If Roe v Wade has taught us anything, it’s that we need to remain vigilant and unyielding. This means making sure our elected representatives support abortion as essential healthcare. It means pushing for laws that respect every person’s right to make decisions about their bodies.

This brings me to the second recent development that the WA Government should take notice of — one much closer to home.

The Termination of Pregnancy Act 2021 came into force in South Australia on Thursday. The new law removes abortion from the criminal code and supports more equitable access to abortion care across the state, including telehealth services for early medication abortion. This hard-fought reform is big a win for reproductive rights.

It also leaves WA as an outlier in Australia. In WA, abortion remains an offence in the criminal code, with a broad exception allowing access to abortion up to 20 weeks gestation. From 20 weeks, abortion is severely restricted.

The laws in WA are problematic in a number of other ways. They assume that women aren’t able to make the decision about whether to have an abortion, by requiring counselling with a second doctor in every case. The laws also allow doctors to conscientiously object to providing care, but don’t require them to ensure their patients are informed about where to get help. This is inconsistent with a doctor’s duty of care.
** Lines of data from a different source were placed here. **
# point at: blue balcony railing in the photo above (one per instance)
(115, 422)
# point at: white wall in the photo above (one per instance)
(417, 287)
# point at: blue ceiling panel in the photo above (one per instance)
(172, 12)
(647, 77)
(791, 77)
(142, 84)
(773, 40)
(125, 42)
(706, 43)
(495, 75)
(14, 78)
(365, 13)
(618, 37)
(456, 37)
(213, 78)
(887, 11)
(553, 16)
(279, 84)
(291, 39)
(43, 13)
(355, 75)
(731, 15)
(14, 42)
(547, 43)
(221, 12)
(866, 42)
Abortions after 20 weeks are rare, and are typically needed in distressing circumstances, like couples who are informed of a devastating foetal condition at the 20 week scan, or women in abusive relationships who couldn’t access care earlier. WA’s strict laws are forcing people to travel interstate to access care they should be able to get in WA.
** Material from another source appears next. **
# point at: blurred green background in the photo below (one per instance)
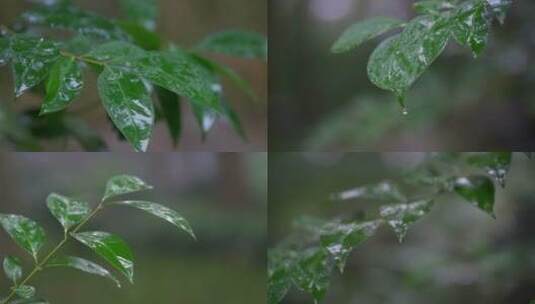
(185, 22)
(325, 102)
(455, 254)
(223, 196)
If abortion was treated like all other healthcare in law, as it is in the ACT, it would simply allow health professionals to focus on the best interests and health outcomes of their patients, rather than worrying about complying with convoluted and outdated laws.

Abortion is healthcare and it needs to be normalised as such in our laws, policies and public health system. This is how we can guarantee better health outcomes for all.

The McGowan Government passed safe access zone laws last year, ending the harassment of patients and staff outside clinics. This law was an important step, but it is not enough.

It’s time to properly decriminalise abortion and put in place best-practice laws — laws that respect the right of every person to make health decisions about themselves; prioritise the health, privacy, dignity and autonomy of patients; and enable future innovations in medical practice to be applied to abortion care to promote better health outcomes.

Mark McGowan has the opportunity to show global leadership and should aim to set the national standard at its highest, rather than being dragged into line.